= Rose's Dilemma =

Rose's Dilemma is the final play written by Neil Simon. It ran in Los Angeles and off-Broadway in 2003.

==Productions==
The play was produced off-Broadway by the Manhattan Theatre Club at City Center's Stage 1. It ran from November 20, 2003 until February 1, 2004. Directed by Lynn Meadow, it starred John Cullum, Patricia Hodges, David Aaron Baker, and Geneva Carr.

Mary Tyler Moore, who started in previews, left the show on December 3, prior to opening. Variety reported that "(Mary Tyler) Moore was in previews with the production when, according to reports, Simon sent her a letter admonishing her to learn her lines. She exited the play forthwith."

Under the title Rose and Walsh, the play premiered earlier in 2003 in Los Angeles, California at the Geffen Playhouse. Directed by David Esbjornson, it starred Len Cariou as Walsh, Jane Alexander as Rose, Marin Hinkle as Arlene, and David Aaron Baker as Clancy. The Variety reviewer, as quoted in Playbill, wrote: "there's a big audience for a work like this, especially when it's in the hands of these four fine actors."

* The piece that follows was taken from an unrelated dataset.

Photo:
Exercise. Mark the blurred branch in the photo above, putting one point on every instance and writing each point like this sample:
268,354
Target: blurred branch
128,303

The play was produced in 2006 in Italy, under the title Fantasma d'Amore: it was also the European premier, directed by Pino Strabioli and starring Anna Mazzamauro as Rose and Michele Gammino as Walsh.

==Plot==
Author Rose Steiner, suffering from writer's block, needs money and is determined to write another "blockbuster." Rose fantasizes her dead lover, Walsh McLaren, a famous and successful writer. At Walsh's suggestion, Rose decides to complete his unfinished novel, asking a young writer living nearby to help. Rose's assistant, and daughter, Arlene, is trying to be helpful and becomes romantically involved with the young writer, Gavin Clancy.

==Reception==
The Variety reviewer wrote: "Neil Simon's new play is a strained, sentimental comedy-drama that will hardly burnish the reputation of the veteran playwright, or of Manhattan Theater Club, where it is clunking across the stage in a stiff production from artistic director Lynne Meadow."

Elyse Sommer of CurtainUp wrote: "The fantasy element and the use of celebrity characters may seem like an established writer's brave venture into new territory. Alas, this turns out to be a false promise since nothing in Rose's Dilemma comes off as fresh and new... In Rose's Dilemma there's no danger of missing anything since the laughs come at greater intervals than ever before... Typical for Manhattan Theatre Club, this is a handsomely staged production, well-directed by MTC's artistic director Lynne Meadow. Thomas Lynch's seaside home is airy and furnished in the best of taste, with the ocean view subtly lit by Pat Collins. The costumes by William Ivey Long are suitable."